What "synthesise" means

For Q2, what does it mean to synthesise the two texts?

  • Combine and compare information from BOTH texts on the focus
  • Write about only the more interesting of the two texts
  • Analyse the language techniques in one text
  • Copy out quotations from each text without comment

A good synthesis point

Which sentence is a strong Q2 SYNTHESIS point, drawing on BOTH texts?

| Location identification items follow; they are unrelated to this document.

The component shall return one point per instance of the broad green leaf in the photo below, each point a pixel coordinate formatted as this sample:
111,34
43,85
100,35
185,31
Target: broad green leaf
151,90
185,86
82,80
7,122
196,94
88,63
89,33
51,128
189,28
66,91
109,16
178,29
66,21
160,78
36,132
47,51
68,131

  • Both writers grumble about the cost — a shilling for an ice in Text A, and an overpriced deckchair in Text B.
  • Text A uses the word "promenade".
  • The seaside is next to the sea.
  • Text B mentions doughnuts.

In the exam 🎓

Paper 2 opened. Grade-9 habits for Q1 and Q2: • **Q1**: give only what is **explicitly stated** — short, direct facts, never inferences. • **Q2**: **synthesise** — combine and **compare BOTH** texts on the focus in the same point, drawing out similarities and differences. • Keep fact and inference clear in your head: Q1 wants the stated fact; the cleverer inference belongs in later questions.